Proprio le reazioni governative al piano Schroeder sono illuminanti: prima si dice che non è necessario, dato che abbiamo già fatto lo stesso se non di più, e poi che non è possibile, dato che a impedircelo sono i vincoli di bilancio.
In realtà il ministro Visco non dice né una cosa né l’altra. Dice «vedremo»: vedremo l’andamento della spesa corrente (che, ricordiamolo, continua a crescere più del Pil), e di quella per interessi, vedremo l’andamento del gettito; a consuntivo vi dirò quanto sarà il bonus fiscale; vi dirò quanto andrà alle imprese e quanto ai cittadini, e quanto a quali categorie di cittadini. Un potere discrezionale enorme, e fa spavento pensare gli effetti che potrebbe avere in mani non affidabili.
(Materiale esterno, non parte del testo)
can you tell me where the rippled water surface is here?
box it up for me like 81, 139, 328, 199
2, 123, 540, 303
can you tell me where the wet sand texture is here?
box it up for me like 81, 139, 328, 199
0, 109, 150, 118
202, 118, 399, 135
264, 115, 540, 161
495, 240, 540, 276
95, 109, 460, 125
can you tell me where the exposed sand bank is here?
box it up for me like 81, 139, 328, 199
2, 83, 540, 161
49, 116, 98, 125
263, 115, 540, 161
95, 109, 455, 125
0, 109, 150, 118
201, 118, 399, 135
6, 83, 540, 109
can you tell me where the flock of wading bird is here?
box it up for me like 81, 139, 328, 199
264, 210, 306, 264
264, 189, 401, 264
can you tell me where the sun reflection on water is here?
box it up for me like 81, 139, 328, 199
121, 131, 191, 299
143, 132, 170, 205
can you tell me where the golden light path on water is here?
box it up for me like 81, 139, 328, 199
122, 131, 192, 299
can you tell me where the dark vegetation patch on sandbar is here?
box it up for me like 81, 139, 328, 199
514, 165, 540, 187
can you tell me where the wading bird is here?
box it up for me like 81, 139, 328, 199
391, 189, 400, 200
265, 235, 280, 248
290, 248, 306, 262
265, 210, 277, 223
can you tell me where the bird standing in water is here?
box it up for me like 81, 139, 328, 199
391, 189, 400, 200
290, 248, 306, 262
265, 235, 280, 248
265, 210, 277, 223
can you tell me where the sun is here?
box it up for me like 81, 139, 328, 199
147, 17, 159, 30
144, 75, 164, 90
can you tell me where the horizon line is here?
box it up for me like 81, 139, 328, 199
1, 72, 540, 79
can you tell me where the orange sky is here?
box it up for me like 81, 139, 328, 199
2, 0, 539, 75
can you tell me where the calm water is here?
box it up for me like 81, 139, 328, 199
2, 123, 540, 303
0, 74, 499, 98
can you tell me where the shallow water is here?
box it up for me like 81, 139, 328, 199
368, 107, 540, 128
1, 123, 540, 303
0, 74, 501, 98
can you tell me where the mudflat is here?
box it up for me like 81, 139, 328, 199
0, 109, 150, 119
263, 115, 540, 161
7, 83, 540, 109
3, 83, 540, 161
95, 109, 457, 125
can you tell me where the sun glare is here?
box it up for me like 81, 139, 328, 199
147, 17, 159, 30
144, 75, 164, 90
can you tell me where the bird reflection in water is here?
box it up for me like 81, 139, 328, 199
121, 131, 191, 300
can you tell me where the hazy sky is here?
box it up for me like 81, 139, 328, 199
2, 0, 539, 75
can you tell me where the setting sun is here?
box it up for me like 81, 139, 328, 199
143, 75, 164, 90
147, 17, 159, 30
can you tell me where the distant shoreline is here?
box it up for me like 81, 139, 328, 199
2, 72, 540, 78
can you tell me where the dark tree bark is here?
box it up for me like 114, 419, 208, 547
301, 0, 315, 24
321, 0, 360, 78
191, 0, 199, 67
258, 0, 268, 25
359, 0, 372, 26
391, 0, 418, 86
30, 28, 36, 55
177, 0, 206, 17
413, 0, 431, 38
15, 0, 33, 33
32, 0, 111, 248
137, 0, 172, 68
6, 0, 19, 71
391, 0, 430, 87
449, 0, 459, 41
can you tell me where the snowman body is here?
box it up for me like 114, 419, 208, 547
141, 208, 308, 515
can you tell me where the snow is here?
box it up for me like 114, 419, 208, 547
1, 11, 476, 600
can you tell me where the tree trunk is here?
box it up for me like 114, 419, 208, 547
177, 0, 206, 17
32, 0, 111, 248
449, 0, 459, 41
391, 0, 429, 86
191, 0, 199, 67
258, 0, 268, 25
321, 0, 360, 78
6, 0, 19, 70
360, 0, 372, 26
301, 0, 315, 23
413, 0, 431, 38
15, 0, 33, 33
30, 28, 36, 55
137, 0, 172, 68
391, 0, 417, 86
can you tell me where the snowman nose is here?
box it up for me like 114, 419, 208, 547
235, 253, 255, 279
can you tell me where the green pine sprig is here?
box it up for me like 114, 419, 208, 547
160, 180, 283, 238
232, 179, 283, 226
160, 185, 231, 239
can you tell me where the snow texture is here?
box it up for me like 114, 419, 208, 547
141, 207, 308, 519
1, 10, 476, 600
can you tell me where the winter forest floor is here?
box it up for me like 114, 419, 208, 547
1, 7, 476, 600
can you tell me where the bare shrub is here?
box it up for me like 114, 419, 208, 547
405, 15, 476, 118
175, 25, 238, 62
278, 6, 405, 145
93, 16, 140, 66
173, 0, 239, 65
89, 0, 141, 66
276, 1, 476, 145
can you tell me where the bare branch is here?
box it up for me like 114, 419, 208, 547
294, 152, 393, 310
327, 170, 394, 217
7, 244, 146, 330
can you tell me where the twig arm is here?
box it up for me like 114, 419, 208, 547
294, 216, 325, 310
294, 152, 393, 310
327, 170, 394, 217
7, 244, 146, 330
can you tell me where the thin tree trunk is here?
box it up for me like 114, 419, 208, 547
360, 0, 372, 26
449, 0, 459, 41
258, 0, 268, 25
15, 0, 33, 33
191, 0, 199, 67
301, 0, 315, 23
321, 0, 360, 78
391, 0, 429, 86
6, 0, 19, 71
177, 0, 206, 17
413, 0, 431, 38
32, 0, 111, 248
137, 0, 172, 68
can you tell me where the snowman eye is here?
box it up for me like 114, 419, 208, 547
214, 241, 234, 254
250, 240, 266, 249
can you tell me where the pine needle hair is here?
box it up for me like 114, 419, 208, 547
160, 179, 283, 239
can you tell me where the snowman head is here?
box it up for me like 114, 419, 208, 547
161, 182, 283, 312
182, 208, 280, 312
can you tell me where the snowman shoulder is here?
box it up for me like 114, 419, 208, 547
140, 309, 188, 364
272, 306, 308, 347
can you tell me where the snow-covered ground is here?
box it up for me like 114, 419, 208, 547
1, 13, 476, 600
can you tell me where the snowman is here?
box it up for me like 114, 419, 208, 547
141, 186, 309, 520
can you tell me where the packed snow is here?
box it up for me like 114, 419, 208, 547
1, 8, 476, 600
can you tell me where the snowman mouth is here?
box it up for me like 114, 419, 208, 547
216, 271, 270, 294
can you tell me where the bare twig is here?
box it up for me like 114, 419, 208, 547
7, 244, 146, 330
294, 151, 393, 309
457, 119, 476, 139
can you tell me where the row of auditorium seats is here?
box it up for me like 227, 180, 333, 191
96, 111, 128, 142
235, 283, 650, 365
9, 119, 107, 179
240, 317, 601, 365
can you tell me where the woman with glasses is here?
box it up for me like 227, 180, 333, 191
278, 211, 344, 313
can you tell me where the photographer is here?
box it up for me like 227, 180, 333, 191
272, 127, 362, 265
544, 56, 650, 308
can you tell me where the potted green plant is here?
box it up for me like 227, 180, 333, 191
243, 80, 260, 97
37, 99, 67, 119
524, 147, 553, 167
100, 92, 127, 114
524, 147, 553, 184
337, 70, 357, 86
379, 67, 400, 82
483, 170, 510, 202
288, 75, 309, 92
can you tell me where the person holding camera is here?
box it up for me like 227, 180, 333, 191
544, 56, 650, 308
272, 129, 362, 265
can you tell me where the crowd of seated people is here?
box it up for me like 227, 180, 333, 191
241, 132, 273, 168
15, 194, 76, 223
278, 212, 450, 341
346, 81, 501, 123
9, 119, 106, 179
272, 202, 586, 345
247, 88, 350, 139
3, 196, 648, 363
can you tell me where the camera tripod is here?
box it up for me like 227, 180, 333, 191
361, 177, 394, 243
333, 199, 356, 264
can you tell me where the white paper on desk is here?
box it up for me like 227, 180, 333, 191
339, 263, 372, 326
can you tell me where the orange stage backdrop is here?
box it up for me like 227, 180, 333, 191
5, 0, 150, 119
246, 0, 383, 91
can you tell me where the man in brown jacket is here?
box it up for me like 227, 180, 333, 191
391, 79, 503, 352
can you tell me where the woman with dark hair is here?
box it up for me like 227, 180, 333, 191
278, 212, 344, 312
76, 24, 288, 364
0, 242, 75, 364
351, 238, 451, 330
Ma così il livello di prelievo fiscale diventa il saldo contabile di una serie di politiche, sulle entrate e sulle spese. Invece per gli imprenditori e le imprese esso è un elemento fondamentale per determinare le proprie strategie. Come può un governo chiedere alle imprese di investire, agli individui di scommettere sul futuro, a tutti di fare piani a lungo termine, quando esso stesso restituirà con la mano sinistra ciò che intanto ha già preso con la destra? Quando ciò che promette nel Dpef è una diminuzione di pressione fiscale al 2003 di 2 punti scarsi del Pil, mentre invece la realtà contabile mostra che, ad aliquote invariate, per effetto della crescita il gettito non potrà che aumentare?
Il declino di competitività del nostro Paese è stato dimostrato al di là di ogni ragionevole dubbio: ma la competitività è la risultante di quelle decisioni di investire capitali, umani e finanziari. Considerare il livello del prelievo come il dato finale dell’equazione di bilancio, equivale ad accettare che la competitività sia quella che risulterà come conseguenza di altri obbiettivi politici.
E’ ovvio che l’impegno a ridurre il prelievo può comportare di dover agire sulle spese. Ma è dimostrato che porre la condizione prima di consuntivare i risparmi e poi concedere le riduzioni non ha mai portato da nessuna parte. E’ risaputo: solo un vincolo molto forte consente ai governi di far prevalere gli interessi collettivi sugli interessi organizzati. Certo che questo è difficile, e che comporta scelte difficili: richiede anch’esso rigore: è solo un altro tipo di rigore.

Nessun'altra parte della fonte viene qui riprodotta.